Esta virtud -la 'phronesis' griega- está emparentada con la distinción que modernamente hizo Max Weber entre la 'ética de los principios' -hágase la justicia aunque perezca el mundo- y la 'ética de la responsabilidad' -para que no perezca el mundo hágase la justicia posible-. Y ni que decir tiene que, para Weber, el político, a diferencia del profeta mesiánico, sólo podía adoptar como guía de conducta la segunda de esas éticas.
Si usted incorporase esta noción de prudencia a su praxis política, vería sin duda que, aun conservándolos en su mente, sus principios particulares experimentarían una seria y significativa mutación: el ideal de la soberanía del pueblo vasco, el de la independencia, el de la construcción nacional, todos esos principios ideales y abstractos que su mente alberga quedarían transformados al constatar que la sociedad en que pretende aplicarlos reacciona ante ellos con inquietud, con escisión y con desgarro profundos. Porque el ideal de un gobernante democrático nunca podrá tolerar el provocar el desgarro del cuerpo social que se le ha confiado, sino siempre el de intentar dirigirlo hacia las metas que, en cada momento histórico, son congruentes con su propia constitución. Un gobernante -insisto, un gobernante, no un profeta- no puede sacrificar la paz social a su propio ideario, sino que debe anteponer a éste una 'metaidea' -una idea que está más allá de las ideas-: la de que no es tan importante hacia dónde vamos como sociedad, ni a qué velocidad vamos, como el hecho de que vayamos todos juntos, con una razonable convicción común. No se trata de lograr la unanimidad -que sería un imposible frustrante-, pero sí de integrar en la dirección de la marcha a las sensibilidades más generalizadas en la sociedad.

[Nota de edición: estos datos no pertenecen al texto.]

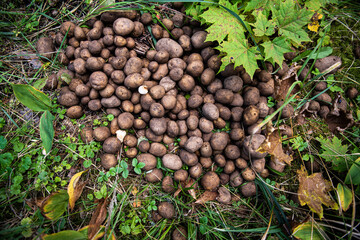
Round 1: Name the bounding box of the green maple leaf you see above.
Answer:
[200,1,245,44]
[217,39,261,77]
[251,11,275,37]
[316,137,348,172]
[271,0,313,45]
[261,37,292,66]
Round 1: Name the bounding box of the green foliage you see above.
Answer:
[186,0,323,76]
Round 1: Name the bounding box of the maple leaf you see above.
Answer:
[271,0,313,45]
[261,37,292,66]
[251,11,275,37]
[316,136,348,172]
[216,39,261,77]
[256,122,293,165]
[297,166,339,219]
[200,1,245,43]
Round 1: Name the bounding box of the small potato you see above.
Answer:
[201,172,220,191]
[66,106,84,119]
[137,153,157,171]
[93,127,111,142]
[118,112,134,129]
[103,137,121,154]
[179,149,199,166]
[100,153,118,170]
[113,18,135,36]
[155,38,183,58]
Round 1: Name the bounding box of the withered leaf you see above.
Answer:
[274,64,301,101]
[88,198,109,239]
[297,166,339,219]
[195,191,219,204]
[256,122,293,165]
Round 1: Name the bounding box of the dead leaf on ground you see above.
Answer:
[88,198,109,239]
[195,191,219,204]
[68,170,88,210]
[256,122,293,165]
[274,64,301,101]
[297,166,339,219]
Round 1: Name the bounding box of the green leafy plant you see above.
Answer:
[186,0,321,76]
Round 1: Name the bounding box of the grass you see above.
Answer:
[0,1,360,239]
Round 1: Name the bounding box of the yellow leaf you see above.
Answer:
[297,166,339,219]
[68,170,88,210]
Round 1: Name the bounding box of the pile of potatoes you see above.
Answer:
[37,7,304,225]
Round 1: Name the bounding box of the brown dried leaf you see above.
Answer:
[297,166,339,219]
[88,198,109,239]
[274,64,301,101]
[195,191,219,204]
[256,122,293,165]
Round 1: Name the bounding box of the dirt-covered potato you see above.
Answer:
[155,38,184,58]
[210,132,230,151]
[240,182,256,197]
[103,137,121,154]
[242,134,267,159]
[137,153,157,171]
[201,171,220,191]
[158,202,175,219]
[145,168,164,183]
[66,106,84,119]
[36,37,55,60]
[174,169,189,182]
[179,149,199,166]
[93,127,111,142]
[118,112,134,129]
[113,18,135,36]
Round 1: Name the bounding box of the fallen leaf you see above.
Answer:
[68,170,88,210]
[256,122,293,165]
[297,166,339,219]
[292,219,324,240]
[40,190,69,220]
[336,183,353,211]
[274,64,301,101]
[88,198,109,239]
[195,191,219,204]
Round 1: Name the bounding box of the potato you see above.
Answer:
[89,71,108,90]
[174,169,189,182]
[66,106,84,119]
[103,137,121,154]
[189,163,202,179]
[88,99,101,111]
[242,134,267,159]
[149,118,167,136]
[60,21,76,37]
[184,137,203,153]
[137,153,157,171]
[93,127,111,142]
[201,171,220,191]
[171,225,188,240]
[118,112,134,129]
[113,18,135,36]
[158,202,175,219]
[100,153,118,170]
[191,31,212,49]
[210,132,230,151]
[155,38,184,58]
[243,87,260,106]
[145,168,164,183]
[240,182,256,197]
[149,142,167,157]
[230,171,244,187]
[179,149,199,167]
[243,105,260,126]
[36,37,55,60]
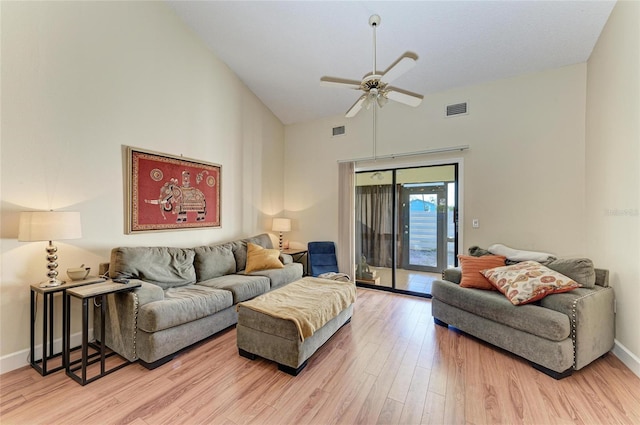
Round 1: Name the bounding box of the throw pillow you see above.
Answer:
[545,258,596,288]
[458,255,507,291]
[481,261,580,305]
[244,242,284,274]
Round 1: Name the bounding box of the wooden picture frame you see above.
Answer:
[125,146,222,233]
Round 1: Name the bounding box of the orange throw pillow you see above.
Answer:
[458,255,507,291]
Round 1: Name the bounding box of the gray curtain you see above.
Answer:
[356,185,394,267]
[336,162,356,280]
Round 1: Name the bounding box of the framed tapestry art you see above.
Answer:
[127,146,222,233]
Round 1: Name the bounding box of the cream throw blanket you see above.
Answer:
[238,277,356,341]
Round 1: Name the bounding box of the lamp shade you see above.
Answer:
[271,218,291,232]
[18,211,82,242]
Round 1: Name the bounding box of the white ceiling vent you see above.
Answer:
[445,102,469,117]
[331,125,345,136]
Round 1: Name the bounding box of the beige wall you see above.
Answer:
[586,1,640,375]
[285,63,586,256]
[0,2,284,369]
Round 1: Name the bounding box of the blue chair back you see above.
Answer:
[307,242,338,277]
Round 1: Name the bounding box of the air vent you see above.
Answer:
[446,102,469,117]
[331,125,344,136]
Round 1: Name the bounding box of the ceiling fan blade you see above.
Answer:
[344,94,367,118]
[380,54,417,84]
[386,89,422,107]
[320,77,360,90]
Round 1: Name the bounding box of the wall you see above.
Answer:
[0,2,284,371]
[586,1,640,376]
[285,63,586,256]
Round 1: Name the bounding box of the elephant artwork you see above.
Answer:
[144,170,207,223]
[127,147,221,233]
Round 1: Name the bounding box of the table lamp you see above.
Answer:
[18,211,82,288]
[271,218,291,251]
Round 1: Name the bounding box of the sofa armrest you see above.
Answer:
[93,281,164,361]
[280,252,293,266]
[442,267,462,284]
[540,286,615,370]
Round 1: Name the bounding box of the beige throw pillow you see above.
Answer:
[244,242,284,274]
[481,261,580,305]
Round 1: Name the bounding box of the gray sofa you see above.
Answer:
[432,268,614,379]
[94,234,302,369]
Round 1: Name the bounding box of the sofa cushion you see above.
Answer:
[431,280,571,341]
[198,274,270,304]
[244,242,284,274]
[109,247,196,289]
[193,244,236,282]
[251,263,303,289]
[482,261,580,305]
[545,258,596,288]
[458,255,507,291]
[138,285,233,332]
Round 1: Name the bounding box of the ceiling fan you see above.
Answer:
[320,15,422,118]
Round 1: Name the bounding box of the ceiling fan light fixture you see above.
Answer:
[320,15,422,118]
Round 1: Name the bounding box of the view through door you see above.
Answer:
[355,164,457,296]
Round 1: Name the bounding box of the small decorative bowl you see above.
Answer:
[67,267,91,280]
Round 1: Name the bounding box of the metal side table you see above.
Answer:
[29,276,105,376]
[63,280,141,385]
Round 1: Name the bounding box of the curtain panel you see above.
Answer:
[355,185,394,267]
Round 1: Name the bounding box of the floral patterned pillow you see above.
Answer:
[480,261,581,305]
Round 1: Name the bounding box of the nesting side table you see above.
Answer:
[29,277,105,376]
[63,280,141,385]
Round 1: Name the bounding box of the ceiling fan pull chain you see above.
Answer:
[371,16,378,75]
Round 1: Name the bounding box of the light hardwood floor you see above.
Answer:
[0,288,640,425]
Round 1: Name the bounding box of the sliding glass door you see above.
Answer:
[355,164,457,296]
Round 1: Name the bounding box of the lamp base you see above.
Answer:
[40,278,67,288]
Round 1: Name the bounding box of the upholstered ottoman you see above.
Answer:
[236,277,356,376]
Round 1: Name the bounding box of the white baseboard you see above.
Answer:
[0,329,93,374]
[612,339,640,378]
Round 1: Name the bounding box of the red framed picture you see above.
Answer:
[127,146,222,233]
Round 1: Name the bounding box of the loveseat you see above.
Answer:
[94,234,303,369]
[432,253,614,379]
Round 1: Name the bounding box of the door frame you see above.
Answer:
[354,154,465,298]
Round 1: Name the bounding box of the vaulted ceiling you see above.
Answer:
[168,0,615,124]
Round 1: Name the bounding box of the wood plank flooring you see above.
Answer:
[0,288,640,425]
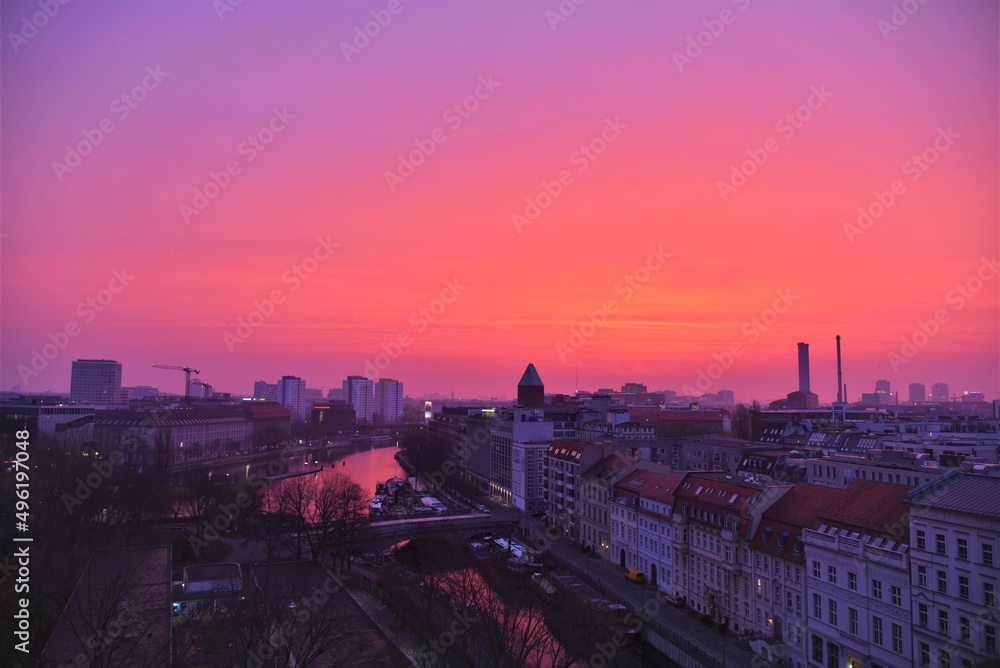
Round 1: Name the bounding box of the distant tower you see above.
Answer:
[931,383,951,403]
[277,376,306,421]
[517,364,545,408]
[837,334,847,404]
[799,343,809,392]
[69,360,122,404]
[340,376,375,424]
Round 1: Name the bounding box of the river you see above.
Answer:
[201,444,408,504]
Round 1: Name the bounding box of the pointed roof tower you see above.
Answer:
[517,364,545,408]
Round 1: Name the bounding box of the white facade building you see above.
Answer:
[277,376,306,421]
[372,378,403,423]
[907,471,1000,668]
[341,376,374,423]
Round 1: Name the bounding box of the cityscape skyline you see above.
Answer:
[0,1,1000,403]
[25,352,998,404]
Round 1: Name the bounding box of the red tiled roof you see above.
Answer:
[819,479,911,534]
[751,483,844,563]
[615,469,685,505]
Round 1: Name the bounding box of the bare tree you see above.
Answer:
[281,471,368,565]
[183,476,218,538]
[42,550,171,668]
[200,562,385,668]
[442,568,573,668]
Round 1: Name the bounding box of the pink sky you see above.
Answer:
[0,0,1000,401]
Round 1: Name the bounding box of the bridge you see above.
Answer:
[354,514,518,549]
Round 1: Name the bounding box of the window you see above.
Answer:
[920,642,931,668]
[826,640,840,668]
[812,636,823,663]
[892,624,903,654]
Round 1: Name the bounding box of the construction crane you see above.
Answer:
[153,364,201,399]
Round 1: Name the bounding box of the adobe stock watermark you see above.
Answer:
[385,74,501,192]
[875,0,927,42]
[681,288,800,396]
[177,107,295,225]
[556,245,673,364]
[673,0,750,74]
[888,255,1000,371]
[510,116,628,234]
[17,267,135,386]
[7,0,70,53]
[844,125,962,244]
[212,0,243,21]
[715,84,833,202]
[545,0,587,32]
[52,65,170,183]
[222,234,340,353]
[340,0,403,63]
[361,277,469,378]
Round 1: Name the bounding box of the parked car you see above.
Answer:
[625,568,646,584]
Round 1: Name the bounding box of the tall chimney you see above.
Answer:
[837,334,846,404]
[799,342,809,392]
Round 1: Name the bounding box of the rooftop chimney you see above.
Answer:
[799,342,809,392]
[837,334,847,404]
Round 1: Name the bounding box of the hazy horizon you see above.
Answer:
[0,0,1000,403]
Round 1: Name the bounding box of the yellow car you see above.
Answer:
[625,568,646,584]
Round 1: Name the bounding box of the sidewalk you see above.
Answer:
[550,528,759,668]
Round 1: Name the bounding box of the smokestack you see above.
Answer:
[799,342,809,392]
[837,334,847,404]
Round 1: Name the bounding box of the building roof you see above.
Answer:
[674,472,764,537]
[820,478,910,534]
[517,364,545,387]
[751,483,844,563]
[615,467,686,505]
[906,471,1000,519]
[547,438,587,462]
[658,409,722,422]
[184,562,243,582]
[580,451,633,482]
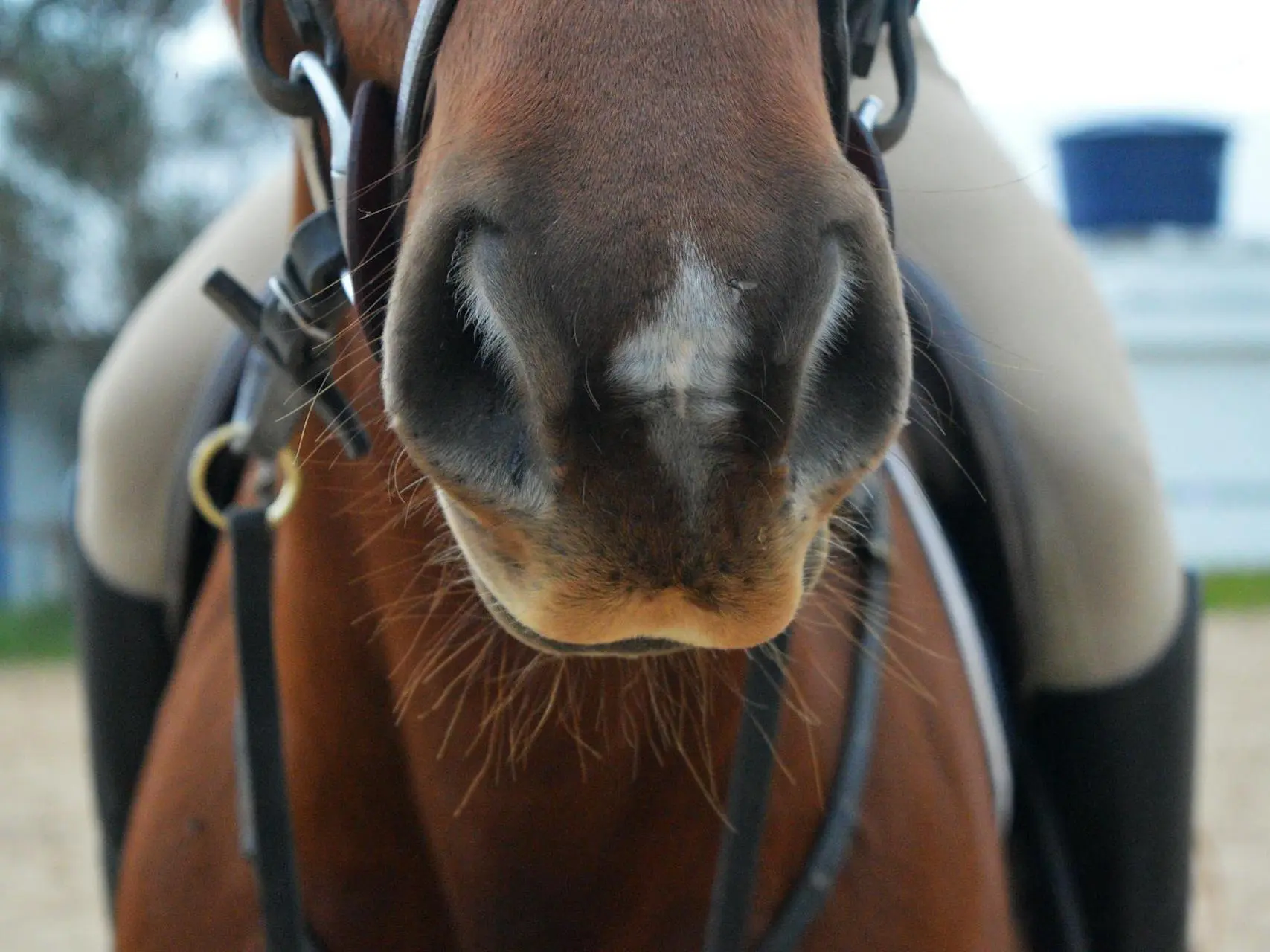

Si no es así, si las propias ideas suscitan la escisión y el desgarro de la sociedad, créame, señor Ibarretxe, el buen gobernante debe revisarlas y, si no hay otro remedio, aplazarlas. O, incluso, dejarlas en el «baúl de las queridas ideas imprudentes e imposibles». Todos nosotros tenemos ese baúl bastante lleno, sobre todo cuando llegamos a cierta edad. Pero un gobernante, si es prudente, debe tenerlo a rebosar. Si no es así, algo muy serio falla en él.